Carrasco era un muchachito tímido, morocho, de hablar lento y profundamente religioso. También era inocente, pecado imperdonable para algunos. Apenas ingresó al cuartel, el soldado Omar se convirtió en el blanco preferido del jefe de su grupo, un joven oficial que se la daba de duro, el teniente Ignacio Canevaro. Carrasco, se supo luego, era el elegido para los "bailes". Carrasco, se comprobó, solía salir sorteado para el salto en rana, para los maltratos en aquellas madrugadas heladas.

Con la ayuda de otros dos conscriptos, Canevaro golpeó a Carrasco hasta romperle las costillas y dejarlo moribundo. Y en vez de llevarlo a una enfermería para intentar salvarle la vida, decidieron esconderlo para que se creyera que había escapado. No importaba el crimen; sólo que se supiera.

Las pericias acabaron desnudando una trama fuera de época. Carrasco había muerto en el baño del cuartel luego de varios días de agónica soledad. Meses después, unos perros rastreadores pudieron reconstruir el trayecto que usaron Canevaro y los suyos para trasladar el cadáver del soldado Omar hasta el monte donde terminó siendo "hallado". La historia oficial se derrumbó. Canevaro fue condenado a 15 años de cárcel y sus dos ayudantes, los soldados Cristian Suárez y Víctor Salazar, a 10 años de prisión. Ya están todos libres.
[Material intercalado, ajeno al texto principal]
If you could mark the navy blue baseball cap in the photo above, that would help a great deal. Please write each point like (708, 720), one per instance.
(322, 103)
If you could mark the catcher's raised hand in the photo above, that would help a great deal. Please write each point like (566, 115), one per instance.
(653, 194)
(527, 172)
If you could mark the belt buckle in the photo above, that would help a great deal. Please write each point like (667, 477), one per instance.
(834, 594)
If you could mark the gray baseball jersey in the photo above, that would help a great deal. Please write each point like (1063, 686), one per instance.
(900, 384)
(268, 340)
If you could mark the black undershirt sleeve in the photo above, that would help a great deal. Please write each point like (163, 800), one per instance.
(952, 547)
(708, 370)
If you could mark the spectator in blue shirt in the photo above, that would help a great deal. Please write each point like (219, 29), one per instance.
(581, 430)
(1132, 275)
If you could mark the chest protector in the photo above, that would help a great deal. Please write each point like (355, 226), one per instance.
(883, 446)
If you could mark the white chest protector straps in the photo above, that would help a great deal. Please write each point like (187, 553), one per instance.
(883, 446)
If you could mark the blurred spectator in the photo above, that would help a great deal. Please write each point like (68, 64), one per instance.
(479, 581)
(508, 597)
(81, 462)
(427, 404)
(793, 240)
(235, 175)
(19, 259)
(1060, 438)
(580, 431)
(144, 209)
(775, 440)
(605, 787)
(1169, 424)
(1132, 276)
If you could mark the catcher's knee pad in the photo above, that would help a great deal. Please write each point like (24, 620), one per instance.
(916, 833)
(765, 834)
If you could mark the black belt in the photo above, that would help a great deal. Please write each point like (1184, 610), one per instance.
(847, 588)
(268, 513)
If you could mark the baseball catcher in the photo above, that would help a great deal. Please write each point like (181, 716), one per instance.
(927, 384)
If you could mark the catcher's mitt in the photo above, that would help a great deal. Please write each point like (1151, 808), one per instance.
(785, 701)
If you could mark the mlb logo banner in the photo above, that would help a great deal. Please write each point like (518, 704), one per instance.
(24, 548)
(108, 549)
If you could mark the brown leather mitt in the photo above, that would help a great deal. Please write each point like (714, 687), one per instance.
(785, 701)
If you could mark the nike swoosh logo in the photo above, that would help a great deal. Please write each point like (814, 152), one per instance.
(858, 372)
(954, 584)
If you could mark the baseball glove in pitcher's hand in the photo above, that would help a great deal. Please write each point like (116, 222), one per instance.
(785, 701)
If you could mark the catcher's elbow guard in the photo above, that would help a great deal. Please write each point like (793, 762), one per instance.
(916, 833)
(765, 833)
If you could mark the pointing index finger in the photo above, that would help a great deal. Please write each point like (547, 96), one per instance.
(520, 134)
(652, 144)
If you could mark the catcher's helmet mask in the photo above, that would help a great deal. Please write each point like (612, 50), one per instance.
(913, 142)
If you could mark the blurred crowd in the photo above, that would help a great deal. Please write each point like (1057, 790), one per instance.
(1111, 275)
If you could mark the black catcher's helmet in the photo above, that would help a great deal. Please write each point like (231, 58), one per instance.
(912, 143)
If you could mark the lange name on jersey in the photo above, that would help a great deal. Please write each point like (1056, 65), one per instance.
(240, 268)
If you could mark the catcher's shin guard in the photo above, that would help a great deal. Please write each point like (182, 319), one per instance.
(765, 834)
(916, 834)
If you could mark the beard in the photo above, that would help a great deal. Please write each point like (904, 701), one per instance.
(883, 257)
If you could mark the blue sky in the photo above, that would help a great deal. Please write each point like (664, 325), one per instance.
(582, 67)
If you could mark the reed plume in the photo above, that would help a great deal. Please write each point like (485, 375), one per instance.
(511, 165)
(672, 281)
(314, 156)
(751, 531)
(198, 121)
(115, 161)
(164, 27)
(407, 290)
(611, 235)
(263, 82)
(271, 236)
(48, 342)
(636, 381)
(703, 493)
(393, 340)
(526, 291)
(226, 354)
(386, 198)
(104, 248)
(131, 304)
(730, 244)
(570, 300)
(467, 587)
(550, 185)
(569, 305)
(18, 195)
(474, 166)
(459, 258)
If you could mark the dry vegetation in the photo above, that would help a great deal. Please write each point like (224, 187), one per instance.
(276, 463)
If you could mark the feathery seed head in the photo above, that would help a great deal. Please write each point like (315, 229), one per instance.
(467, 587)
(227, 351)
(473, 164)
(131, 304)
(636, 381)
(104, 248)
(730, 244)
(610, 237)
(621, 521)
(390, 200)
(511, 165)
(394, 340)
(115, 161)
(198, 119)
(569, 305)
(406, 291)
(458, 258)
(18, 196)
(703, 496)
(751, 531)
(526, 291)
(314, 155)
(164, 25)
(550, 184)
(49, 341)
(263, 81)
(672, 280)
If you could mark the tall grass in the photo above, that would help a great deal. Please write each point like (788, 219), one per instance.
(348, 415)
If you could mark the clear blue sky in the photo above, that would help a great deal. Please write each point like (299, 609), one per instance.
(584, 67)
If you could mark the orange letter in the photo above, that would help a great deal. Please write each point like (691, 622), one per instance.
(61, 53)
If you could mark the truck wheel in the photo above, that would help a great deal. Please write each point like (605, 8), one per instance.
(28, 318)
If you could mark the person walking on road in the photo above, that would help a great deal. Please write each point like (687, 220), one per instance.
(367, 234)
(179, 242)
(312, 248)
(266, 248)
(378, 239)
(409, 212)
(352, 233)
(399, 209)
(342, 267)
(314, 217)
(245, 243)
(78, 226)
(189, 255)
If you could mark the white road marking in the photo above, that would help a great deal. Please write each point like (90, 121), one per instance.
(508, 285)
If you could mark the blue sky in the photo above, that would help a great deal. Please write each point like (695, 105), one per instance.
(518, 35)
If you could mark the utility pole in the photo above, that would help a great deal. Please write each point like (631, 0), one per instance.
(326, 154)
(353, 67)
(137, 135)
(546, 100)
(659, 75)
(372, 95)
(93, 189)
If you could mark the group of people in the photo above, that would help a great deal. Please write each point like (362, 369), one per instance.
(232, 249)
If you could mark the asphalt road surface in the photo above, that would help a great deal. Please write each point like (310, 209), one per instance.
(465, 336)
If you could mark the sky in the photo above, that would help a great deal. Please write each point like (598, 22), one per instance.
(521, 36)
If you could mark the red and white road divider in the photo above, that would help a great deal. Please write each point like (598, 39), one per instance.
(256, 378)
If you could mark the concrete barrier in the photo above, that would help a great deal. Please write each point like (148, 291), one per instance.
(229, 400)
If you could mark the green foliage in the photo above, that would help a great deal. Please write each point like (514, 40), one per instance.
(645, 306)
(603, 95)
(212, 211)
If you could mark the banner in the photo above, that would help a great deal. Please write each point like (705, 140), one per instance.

Pero no sólo ellos se habían manchado las manos. En el juicio oral quedó al descubierto un intrincado laberinto de falsas denuncias y pistas orientadas a confundir a los investigadores, ideadas en su mayoría desde el servicio de inteligencia del Ejército, el mismo que quince años antes había ocupado un lugar protagónico en el aparato represivo de la dictadura. Siete militares, entre ellos un general, esperaron durante once años el juicio donde iban a ser juzgados por supuesto encubrimiento. Tanta espera los terminó beneficiando. En junio pasado fueron sobreseídos; el delito por el que se los acusaba ya había prescripto.

Pocos de los jóvenes que hoy tienen 18 años lo saben. Pero Carrasco, con su vida, cerró las puertas de esa colimba que, sólo según los tíos más bravos, hacía duros a los hombres. Lo decidió Menem, el 31 de agosto de 1994, con el decreto 1537. Número alto, se habría dicho en el sorteo. Pero eso es cosa vieja.